Grâce au documentaire et à la compilation The Sound of Belgium notamment, la New Beat bénéficie actuellement d'une forte vague de réhabilitation. Ça vous fait plaisir de voir votre musique appréciée comme appartenant à un moment historique de la pop, voire de "l'art" ?
Quand on voit le line-up d'un festival comme le Werchter Rock, la moitié des groupes appartient à la scène dance, au dubstep... Ce n'est pas que la new beat qui a été réhabilité, c'est toute la mentalité du public par rapport à la dance music qui a changé. Aujourd'hui, un DJ impressionne souvent plus qu'un groupe live. J'imagine que c'est une réaction tout ce qu'il y a de plus normale, après des années de domination de musique live et du rock dans les médias. Ça se vérifie aussi dans le monde de l'art. Au début, l'art conceptuel, le pop art, Andy Warhol ou Joseph Beuys dérangeaient. Aujourd'hui, ils sont la norme. Je m'intéresse surtout à la jeunesse, à Oscar & The Wolf, Stromae, Amatorski. Ils sont tous fans de new beat d'ailleurs.

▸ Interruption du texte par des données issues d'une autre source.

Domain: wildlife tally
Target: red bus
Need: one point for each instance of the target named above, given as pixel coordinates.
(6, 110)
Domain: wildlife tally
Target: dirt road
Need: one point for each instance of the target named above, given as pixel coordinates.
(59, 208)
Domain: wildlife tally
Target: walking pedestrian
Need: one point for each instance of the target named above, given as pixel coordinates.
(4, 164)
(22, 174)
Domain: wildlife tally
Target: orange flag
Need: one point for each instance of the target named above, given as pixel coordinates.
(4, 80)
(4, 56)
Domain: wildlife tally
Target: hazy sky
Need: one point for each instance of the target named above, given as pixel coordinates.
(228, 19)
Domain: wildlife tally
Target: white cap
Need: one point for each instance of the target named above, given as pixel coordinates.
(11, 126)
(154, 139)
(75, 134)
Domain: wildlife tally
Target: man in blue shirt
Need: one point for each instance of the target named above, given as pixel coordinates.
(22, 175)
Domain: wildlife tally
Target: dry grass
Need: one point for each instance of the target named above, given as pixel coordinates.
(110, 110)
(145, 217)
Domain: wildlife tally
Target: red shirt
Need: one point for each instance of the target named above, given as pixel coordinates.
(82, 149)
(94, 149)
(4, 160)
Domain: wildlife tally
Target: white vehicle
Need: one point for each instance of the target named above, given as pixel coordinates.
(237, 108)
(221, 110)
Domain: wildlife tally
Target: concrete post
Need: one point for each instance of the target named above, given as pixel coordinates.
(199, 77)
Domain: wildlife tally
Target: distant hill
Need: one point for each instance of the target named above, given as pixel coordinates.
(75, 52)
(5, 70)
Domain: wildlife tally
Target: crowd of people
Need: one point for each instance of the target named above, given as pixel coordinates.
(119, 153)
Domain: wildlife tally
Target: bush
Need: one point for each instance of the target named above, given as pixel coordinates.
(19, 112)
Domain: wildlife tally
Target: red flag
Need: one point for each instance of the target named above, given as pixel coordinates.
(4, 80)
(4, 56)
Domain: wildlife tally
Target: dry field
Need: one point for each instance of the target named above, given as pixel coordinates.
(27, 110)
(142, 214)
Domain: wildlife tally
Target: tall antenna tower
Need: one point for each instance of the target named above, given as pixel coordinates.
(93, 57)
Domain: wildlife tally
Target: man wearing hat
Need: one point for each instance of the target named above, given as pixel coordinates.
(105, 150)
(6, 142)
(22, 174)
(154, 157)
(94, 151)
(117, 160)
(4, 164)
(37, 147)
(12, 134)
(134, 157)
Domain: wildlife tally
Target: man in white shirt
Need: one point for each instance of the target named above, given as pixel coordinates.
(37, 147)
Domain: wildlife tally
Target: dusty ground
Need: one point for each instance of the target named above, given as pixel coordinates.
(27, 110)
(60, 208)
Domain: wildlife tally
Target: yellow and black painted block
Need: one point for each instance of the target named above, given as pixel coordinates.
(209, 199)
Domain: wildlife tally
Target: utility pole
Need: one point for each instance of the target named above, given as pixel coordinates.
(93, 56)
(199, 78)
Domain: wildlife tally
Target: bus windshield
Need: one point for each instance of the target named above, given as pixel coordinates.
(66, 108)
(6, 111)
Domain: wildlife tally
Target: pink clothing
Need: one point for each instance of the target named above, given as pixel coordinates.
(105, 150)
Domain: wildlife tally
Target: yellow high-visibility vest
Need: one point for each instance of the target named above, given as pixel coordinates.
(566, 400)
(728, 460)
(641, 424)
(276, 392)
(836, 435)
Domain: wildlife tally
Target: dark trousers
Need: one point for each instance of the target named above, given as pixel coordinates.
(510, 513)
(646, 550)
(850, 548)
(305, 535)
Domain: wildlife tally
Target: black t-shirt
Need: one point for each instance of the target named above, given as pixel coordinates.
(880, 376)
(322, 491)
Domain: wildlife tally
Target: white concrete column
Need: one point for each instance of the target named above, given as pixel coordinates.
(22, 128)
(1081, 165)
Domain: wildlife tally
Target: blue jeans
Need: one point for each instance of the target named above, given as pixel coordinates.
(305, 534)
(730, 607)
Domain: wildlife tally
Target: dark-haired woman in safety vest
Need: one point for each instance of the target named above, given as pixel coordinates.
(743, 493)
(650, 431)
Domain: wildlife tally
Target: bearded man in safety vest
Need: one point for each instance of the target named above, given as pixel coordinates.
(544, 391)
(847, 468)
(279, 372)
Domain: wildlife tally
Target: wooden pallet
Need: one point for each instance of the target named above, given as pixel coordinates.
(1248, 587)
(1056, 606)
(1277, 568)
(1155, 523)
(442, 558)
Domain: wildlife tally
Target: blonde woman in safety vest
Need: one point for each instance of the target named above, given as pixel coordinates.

Vous n'avez pas arrêté la musique avec la fin de la new beat. Depuis la fin des années 80, vous jouez du flamenco avec le groupe Esta Loco. Quid d'un lien secret entre le flamenco et la new beat?
J'étais déjà passionné par la musique espagnole à l'époque où je faisais de la musique sous le nom de Ro Maron. Le flamenco m'a toujours interpellé par sa crudité et sa pureté: une voix forte, une guitare, des handclaps... La dance music aussi doit s'en tenir au plus simple et au plus direct. Dans Esta Loco, je joue de la guitare de manière très rythmique, j'imagine que le lien est évident. Comment je suis tombé dedans? C'est une vraie gitane espagnole qui m'a mis le pied à l'étrier et qui m'a appris mes premiers tricks. Mais je dois préciser que mon but n'a jamais été d'imiter les maîtres du flamenco espagnol. J'ai toujours essayé de produire ma propre musique, quel que soit le genre. Tout ce qui compte, c'est l'énergie. Et la vie doit continuer. Depuis 3 ans, j'écris enfin de la musique dans ma propre langue, le Flamand. Comme dit Shakespeare, "If music be the food of love, play on!".